After the establishment of the People’s Republic of China in 1949, the Beijing government declared the Sino-Portuguese Treaty invalid as an “unequal treaty” force on China by evil foreigners. However, Beijing maintained “the status quo” for the time being.
In 1976, Lisbon redefined Macau as a “Chinese territory under Portuguese administration” and granted it a large measure of administrative, financial, and economic autonomy.
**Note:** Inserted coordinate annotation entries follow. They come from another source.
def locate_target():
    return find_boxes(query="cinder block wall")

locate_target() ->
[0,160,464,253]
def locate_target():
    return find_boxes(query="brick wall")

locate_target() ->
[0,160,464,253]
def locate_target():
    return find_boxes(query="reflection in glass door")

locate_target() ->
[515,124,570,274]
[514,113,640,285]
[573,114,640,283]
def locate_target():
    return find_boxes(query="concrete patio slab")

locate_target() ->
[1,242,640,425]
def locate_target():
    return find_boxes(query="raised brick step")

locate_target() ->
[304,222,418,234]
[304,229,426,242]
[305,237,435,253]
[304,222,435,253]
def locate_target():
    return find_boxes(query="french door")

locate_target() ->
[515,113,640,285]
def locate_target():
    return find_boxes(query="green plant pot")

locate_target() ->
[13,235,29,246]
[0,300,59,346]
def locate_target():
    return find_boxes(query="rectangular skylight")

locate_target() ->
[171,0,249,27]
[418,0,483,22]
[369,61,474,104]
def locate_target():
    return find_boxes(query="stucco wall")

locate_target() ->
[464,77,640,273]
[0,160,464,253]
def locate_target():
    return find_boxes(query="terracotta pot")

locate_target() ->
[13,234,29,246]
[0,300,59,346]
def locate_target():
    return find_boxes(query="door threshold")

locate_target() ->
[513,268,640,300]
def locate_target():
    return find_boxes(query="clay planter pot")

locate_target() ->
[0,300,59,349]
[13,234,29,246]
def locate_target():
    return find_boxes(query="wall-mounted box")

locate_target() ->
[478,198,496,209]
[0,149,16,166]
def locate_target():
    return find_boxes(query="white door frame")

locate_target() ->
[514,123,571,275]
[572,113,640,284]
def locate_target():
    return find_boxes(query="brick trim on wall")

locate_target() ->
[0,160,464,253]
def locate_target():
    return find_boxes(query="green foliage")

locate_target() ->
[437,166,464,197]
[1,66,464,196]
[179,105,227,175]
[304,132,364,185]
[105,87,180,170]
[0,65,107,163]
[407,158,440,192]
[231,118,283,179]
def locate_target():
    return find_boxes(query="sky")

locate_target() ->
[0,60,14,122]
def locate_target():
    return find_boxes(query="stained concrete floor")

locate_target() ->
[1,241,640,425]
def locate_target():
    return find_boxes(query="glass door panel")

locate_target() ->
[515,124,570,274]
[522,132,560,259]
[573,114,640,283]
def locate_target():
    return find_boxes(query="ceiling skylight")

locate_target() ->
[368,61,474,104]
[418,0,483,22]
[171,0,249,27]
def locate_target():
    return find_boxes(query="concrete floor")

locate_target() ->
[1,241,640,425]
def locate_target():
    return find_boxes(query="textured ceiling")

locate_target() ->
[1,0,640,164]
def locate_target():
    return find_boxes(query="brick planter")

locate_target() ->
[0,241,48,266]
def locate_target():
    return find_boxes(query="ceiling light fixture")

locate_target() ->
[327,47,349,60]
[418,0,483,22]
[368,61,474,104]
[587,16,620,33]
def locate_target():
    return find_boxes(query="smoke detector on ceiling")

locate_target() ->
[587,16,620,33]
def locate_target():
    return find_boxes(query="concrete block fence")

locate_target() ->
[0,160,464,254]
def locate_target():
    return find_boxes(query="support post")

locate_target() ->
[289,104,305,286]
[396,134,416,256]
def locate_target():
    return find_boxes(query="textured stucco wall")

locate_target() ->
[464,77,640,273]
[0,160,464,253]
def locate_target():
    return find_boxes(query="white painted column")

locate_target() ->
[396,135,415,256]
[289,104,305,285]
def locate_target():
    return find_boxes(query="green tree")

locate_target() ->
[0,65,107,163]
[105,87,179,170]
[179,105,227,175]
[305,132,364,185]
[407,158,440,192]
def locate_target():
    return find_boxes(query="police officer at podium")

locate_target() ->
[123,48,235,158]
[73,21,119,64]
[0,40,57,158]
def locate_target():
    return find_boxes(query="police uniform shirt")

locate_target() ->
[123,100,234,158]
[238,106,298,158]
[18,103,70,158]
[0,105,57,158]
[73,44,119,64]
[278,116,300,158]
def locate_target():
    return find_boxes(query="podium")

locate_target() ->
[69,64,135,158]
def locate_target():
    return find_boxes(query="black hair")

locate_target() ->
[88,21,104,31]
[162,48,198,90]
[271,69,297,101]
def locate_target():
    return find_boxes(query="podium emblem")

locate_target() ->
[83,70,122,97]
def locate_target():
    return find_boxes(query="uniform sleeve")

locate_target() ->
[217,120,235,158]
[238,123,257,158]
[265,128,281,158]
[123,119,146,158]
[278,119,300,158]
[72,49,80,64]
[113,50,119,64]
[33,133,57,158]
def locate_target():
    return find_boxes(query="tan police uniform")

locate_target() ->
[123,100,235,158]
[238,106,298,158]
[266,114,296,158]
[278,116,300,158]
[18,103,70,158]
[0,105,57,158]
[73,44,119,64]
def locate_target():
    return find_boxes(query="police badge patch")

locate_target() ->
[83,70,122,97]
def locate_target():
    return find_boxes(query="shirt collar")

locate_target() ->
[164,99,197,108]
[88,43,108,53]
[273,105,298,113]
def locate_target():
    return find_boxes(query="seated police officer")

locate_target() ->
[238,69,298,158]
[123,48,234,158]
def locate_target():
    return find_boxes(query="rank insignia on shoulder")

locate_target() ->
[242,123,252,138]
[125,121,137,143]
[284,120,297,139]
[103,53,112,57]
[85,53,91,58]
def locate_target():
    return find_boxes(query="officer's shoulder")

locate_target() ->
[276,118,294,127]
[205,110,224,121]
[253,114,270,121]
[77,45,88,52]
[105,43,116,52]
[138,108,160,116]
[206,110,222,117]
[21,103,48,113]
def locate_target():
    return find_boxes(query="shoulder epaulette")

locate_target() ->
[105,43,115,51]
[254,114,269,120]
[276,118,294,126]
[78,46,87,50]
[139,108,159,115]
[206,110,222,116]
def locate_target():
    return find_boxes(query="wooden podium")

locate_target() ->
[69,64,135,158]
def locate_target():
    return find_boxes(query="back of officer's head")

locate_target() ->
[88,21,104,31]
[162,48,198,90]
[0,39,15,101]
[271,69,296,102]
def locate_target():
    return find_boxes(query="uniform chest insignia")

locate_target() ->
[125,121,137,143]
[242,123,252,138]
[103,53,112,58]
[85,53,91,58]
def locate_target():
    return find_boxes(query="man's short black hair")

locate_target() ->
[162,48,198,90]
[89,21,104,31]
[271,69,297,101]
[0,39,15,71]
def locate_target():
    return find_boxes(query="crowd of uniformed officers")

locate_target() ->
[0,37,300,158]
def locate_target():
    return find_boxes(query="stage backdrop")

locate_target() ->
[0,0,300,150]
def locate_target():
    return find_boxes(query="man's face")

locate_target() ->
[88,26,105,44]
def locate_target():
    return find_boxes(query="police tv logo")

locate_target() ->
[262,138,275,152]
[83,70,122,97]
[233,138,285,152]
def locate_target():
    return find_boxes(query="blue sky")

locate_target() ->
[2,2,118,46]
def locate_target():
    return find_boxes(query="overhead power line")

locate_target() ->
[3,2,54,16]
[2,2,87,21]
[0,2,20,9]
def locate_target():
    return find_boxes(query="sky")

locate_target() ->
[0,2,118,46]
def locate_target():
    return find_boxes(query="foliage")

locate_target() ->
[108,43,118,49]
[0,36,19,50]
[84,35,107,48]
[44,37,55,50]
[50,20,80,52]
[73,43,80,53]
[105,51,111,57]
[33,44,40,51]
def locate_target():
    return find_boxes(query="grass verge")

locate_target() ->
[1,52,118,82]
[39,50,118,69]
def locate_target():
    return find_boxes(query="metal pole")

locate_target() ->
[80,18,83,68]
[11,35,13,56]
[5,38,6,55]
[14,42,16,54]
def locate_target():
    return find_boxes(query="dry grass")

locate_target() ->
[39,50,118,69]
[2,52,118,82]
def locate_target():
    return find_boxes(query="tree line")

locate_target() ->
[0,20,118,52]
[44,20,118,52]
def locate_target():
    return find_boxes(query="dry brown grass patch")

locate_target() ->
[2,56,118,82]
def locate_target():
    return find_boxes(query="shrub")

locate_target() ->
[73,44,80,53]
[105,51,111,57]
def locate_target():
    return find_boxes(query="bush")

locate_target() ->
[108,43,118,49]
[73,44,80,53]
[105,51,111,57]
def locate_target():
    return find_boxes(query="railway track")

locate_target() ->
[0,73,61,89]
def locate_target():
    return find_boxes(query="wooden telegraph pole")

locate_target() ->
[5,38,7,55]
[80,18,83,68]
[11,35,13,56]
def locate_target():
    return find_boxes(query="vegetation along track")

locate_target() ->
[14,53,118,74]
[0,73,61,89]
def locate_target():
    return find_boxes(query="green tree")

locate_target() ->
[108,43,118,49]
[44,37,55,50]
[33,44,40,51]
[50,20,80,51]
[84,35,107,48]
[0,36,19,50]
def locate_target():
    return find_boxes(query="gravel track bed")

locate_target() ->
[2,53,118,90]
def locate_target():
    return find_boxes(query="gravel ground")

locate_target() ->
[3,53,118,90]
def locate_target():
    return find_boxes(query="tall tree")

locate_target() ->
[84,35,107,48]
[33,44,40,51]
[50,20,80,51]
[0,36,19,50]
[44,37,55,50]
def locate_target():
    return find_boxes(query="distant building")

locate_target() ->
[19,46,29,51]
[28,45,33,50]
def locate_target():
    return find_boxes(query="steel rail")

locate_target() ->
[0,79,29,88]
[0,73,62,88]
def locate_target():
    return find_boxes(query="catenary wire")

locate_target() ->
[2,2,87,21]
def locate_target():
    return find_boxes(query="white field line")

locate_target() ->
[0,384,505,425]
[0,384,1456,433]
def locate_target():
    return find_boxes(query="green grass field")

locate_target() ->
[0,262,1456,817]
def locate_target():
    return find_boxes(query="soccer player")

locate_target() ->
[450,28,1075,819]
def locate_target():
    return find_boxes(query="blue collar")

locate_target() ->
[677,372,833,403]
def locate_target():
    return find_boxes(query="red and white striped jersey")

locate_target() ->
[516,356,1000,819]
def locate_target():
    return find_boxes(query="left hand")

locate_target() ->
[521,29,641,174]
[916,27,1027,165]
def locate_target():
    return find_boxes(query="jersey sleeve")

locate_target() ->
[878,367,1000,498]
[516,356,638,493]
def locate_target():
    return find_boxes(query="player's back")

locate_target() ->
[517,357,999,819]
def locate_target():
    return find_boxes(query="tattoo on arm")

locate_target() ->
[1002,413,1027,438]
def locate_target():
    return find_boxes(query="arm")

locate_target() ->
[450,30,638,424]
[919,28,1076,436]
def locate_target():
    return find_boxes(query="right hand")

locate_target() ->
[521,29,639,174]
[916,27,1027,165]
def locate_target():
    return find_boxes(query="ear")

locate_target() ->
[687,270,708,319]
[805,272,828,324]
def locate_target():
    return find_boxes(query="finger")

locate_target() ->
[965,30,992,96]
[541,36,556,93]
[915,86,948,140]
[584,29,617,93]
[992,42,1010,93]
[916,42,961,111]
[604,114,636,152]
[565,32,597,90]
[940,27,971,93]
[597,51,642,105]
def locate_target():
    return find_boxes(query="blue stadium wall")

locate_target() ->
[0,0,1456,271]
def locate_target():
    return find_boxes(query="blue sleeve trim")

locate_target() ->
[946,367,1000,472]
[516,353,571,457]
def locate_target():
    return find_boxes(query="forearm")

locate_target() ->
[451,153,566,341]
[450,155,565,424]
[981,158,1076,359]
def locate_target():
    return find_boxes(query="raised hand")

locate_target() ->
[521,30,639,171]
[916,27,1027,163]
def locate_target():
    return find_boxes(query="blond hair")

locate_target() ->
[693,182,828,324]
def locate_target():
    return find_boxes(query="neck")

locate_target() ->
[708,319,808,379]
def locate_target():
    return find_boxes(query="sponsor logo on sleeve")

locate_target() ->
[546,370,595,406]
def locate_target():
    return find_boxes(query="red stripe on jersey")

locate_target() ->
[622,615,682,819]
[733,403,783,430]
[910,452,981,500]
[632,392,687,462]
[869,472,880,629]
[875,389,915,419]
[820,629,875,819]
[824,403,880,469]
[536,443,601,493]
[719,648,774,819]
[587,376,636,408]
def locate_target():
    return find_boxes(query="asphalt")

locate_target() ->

Three years later, Portugal and China agreed to regard Macau as “a Chinese territory under [temporary] Portuguese administration”. The Chinese and Portuguese commenced negotiations for the official handover of Macau in 1986, and the two governments signed the Sino-Portuguese Joint Declaration the next year, officially making Macau a special administrative region of China.
The Chinese government assumed formal sovereignty over Macau on 20 December 1999. This event officially marked the end of the Portuguese Empire and European colonialism in Asia.
Where is it
Macau sits in the Pearl River Delta metropolitan region in the south-west of China, the most populated area in the world. With a population of 650,900 in an area of 30.5 km2 Macau is also the most densely populated region in the world.
How to get there
You can’t fly direct to Macau from Australia, but multiple airlines will take you there via their hubs. However, you can fly directly to Hong Kong. From there, it’s a short flight or an hour by ferry.
When to go
The best time to travel is anywhere between October and April. Being so close to the equator, you’re guaranteed to get warm weather despite it technically being the winter months. Avoid going during the hot season, as sky-high temperatures and sweltering humidity will affect your stay.
Where to stay
The Macau most people think of is actually a relatively new piece of reclaimed land called the Cotai strip. This is the pumping gambling and entertainment hub of the island, full of huge Vegas-style casinos like the Venetian and the Parisian. This is the best place to stay if you’re keen to spend a weekend in luxury, play some cards and see some shows.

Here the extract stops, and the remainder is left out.